11
febbraio

Decreto semplificazioni. Le novità introdotte in materia di fattura elettronica

Alla luce della recente conversione in legge, con modificazioni, del “ decreto-legge 14 dicembre 2018, n. 135” , recante disposizioni urgenti in materia di sostegno e semplificazione per le imprese e per la pubblica amministrazione, meglio conosciuto come  “decreto semplificazioni”, urge fare chiarezza sull’adozione di un emendamento riguardante  gli operatori sanitari e che, seppur in maniera marginale, interessa il  mondo dei ”titolari di laboratorio odontotecnico”.

Il testo di legge così recita:

Dopo l’articolo 9 è inserito il seguente: « Art. 9-bis. – (Semplificazioni in materia di personale del Servizio sanitario nazionale e di fatturazione elettronica per gli operatori sanitari) – 1…………………………………..omissis……………………………

2. Le disposizioni di cui all’articolo 10-bis del decreto-legge 23 ottobre 2018, n. 119, convertito, con modificazioni, dalla legge 17 dicembre 2018, n. 136, si applicano anche ai soggetti che non sono tenuti all’invio dei dati al Sistema tessera sanitaria, con riferimento alle fatture relative alle prestazioni sanitarie effettuate nei confronti delle persone fisiche

In altre parole viene ampliata la platea di soggetti che” oggettivamente”  sono esonerati  dall'obbligo di fatturazione elettronica, seppur per adesso per il solo periodo d'imposta 2019.  Tale ampliamento riguarda quindi quei  soggetti che non sono tenuti all’invio dei dati al Sistema tessera sanitaria, ma limitatamente  all’emissione di fatture relative alle prestazioni sanitarie effettuate nei confronti delle persone fisiche. Questi soggetti vengono quindi ad affiancarsi a coloro che gia’ dopo l’intervento di fine anno da parte del “Garante sulla Privacy”, sono stati esonerati  dall’emissione della fattura elettronica, in quanto tenuti all’invio dei dati al Sistema tessera sanitaria ai fini dell'elaborazione della dichiarazione dei redditi precompilata.

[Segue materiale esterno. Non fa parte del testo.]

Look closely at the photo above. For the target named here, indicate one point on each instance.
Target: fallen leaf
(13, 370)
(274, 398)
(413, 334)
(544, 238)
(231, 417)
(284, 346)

Quindi la prima riflessione in merito da farsi è che:

I laboratori odontotecnici che fatturano direttamente al paziente (ove ricorrano le condizioni per farlo)  non dovranno emettere fattura elettronica nei confronti dei privati cittadini.

Dovra’ essere emessa, invece, la  fattura elettronica in formato XML con invio  allo SDI

ogni qualvolta (e ciò rappresenta la normalità dei casi), la prestazione viene commissionata dall’odontoiatra.

Naturalmente tale obbligo non riguarda coloro che decidono di aderire al regime forfetario (ricavi non superiori ai 65 mila euro).

Proviamo quindi a fare ordine nell’intricata questione dell’esonero dall’emissione della fattura elettronica.

Sono esonerati dall’applicazione della normativa relativa alla fattura elettronica :

Esoneri soggettivi

-Gli operatori in regime di vantaggio e i forfettari, (DL190/2014 e DL 98/2011)

-Gli operatori agricoli in regime agevolato;

- Le società sportive dilettantistiche con volume d’affari inferiore a 65.000 €.

Esoneri oggettivi:

-Le fatture per le quali è obbligatorio l’invio dei dati al sistema TS Tessera Sanitaria,

-Le fatture per le quali non è obbligatorio l’invio dei dati al sistema TS Tessera Sanitaria quando la prestazione è resa direttamente nei confronti del paziente persona fisica.

Tale esonero varrà solo per l’anno 2019.